Most parents, if they are entirely honest, believe that childless people are oblivious to the real pressures of life, just as they believe that only a fellow parent can understand their woes.
They might not be as vocal as my friend but there is often an insinuation that childless people haven't even taken the time to contemplate the plight of modern parents because we're too busy booking pedicures and enjoying extra-long sleep-ins.
They think we are blissfully unaware of the crèche fees and the school bills and the cost of buggies because we're busy totting up the cost of our next spa break.
How would we know what it's like to have chicken pox decimate your entire monthly budget?
How could we understand the exhaustion of working two jobs: one in the office, and one at home - when we took the life epidural?
They forget that the childless-by-choices brigade has thought deeply about these challenges - maybe even more so than these parents did when they themselves were childless.
They've asked themselves if they could cope with the relentless chore of night feeds and nappy changes. They've glanced across at families of small children on airplanes and thought, 'Could I?'
They've imagined what it would feel like to worry about another human being for the rest of their life.
Childless-by-choice people aren't oblivious to the challenges of parenting. On the contrary, they are acutely aware of the pressure - that's why they opted out.
European Affairs Minister Helen McEntee described McDonald's comments as "ridiculous", before adding that "It's the same as saying if you're not a farmer you can't understand agriculture."

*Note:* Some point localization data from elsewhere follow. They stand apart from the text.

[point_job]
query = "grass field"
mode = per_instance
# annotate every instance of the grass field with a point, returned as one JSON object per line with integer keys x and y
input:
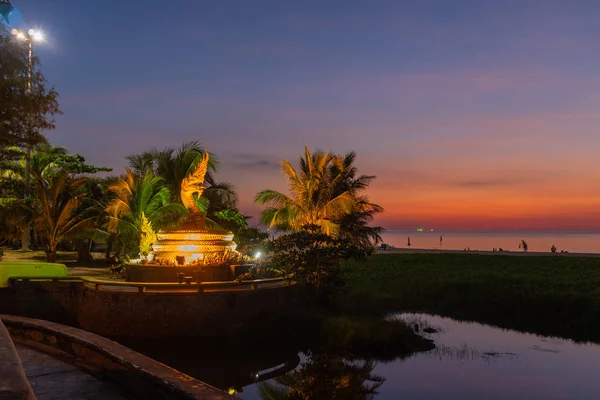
{"x": 546, "y": 294}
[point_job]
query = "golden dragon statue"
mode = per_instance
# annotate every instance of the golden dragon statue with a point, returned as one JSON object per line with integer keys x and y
{"x": 194, "y": 184}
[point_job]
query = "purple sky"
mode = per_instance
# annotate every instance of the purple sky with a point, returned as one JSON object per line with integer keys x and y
{"x": 473, "y": 114}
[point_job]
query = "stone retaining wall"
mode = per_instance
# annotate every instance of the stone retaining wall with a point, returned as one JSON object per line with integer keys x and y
{"x": 13, "y": 382}
{"x": 143, "y": 315}
{"x": 136, "y": 373}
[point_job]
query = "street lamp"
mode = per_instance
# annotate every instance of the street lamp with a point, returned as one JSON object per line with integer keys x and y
{"x": 30, "y": 37}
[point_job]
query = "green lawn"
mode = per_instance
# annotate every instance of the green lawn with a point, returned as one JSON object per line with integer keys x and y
{"x": 547, "y": 294}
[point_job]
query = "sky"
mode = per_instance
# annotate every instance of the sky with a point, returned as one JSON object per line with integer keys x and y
{"x": 472, "y": 114}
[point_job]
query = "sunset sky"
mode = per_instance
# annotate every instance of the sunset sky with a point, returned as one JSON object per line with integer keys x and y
{"x": 472, "y": 114}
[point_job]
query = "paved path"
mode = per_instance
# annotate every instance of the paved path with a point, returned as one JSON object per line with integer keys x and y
{"x": 52, "y": 379}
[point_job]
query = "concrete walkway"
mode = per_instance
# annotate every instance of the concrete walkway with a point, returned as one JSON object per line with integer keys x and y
{"x": 52, "y": 379}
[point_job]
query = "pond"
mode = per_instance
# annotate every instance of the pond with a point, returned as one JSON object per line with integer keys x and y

This isn't entirely true either. There is no experience like personal experience and even the most empathetic childless person could never truly understand the deep, instinctual need that a parent has to take care of his child.
What childless people do understand, however, is that this drive can sometimes lead parents to be blinkered by cognitive biases, blinded by guilt and preoccupied by perceived advantages.
And childless parents aren't the only target. Parents of two children think "just you wait" when their friend has their first child; parents of three children think their friend with just two children has it easy.
McDonald isn't the first politician to admit to the parenting bias.
Andrea Leadsom famously said that she made a better candidate than Theresa May because she was a mother.
There's no doubt that the perspective of parenting gives a politician an advantage when it comes to understanding their electorate, but perhaps we should discuss the disadvantages in the same breath. Granted, May and Varadkar may never truly grasp the pressure of being physically, mentally, emotionally and spiritually responsible for another human being, but Leadsom will never be able to consider the issues facing parents from a objective point-of-view. Non-parents may not know their way around nappy but they have a unique perspective - and it shouldn't be overlooked.
Likewise, we ought to think about the life experience that the childless, but not by choice, brigade can bring to the table. It's a little insensitive of McDonald to glorify parenthood when so many people have a similar "personal endeavour", as she puts it, but for whatever reason are unable to make it happen.
They keep putting one foot in front of the other, even as the thing that they want most moves further and further out of their reach.
McDonald says she is in a unique position to understand family struggles, but it's worth thinking about those who are struggling to have a family, as well as those who struggle to understand why anyone would want one.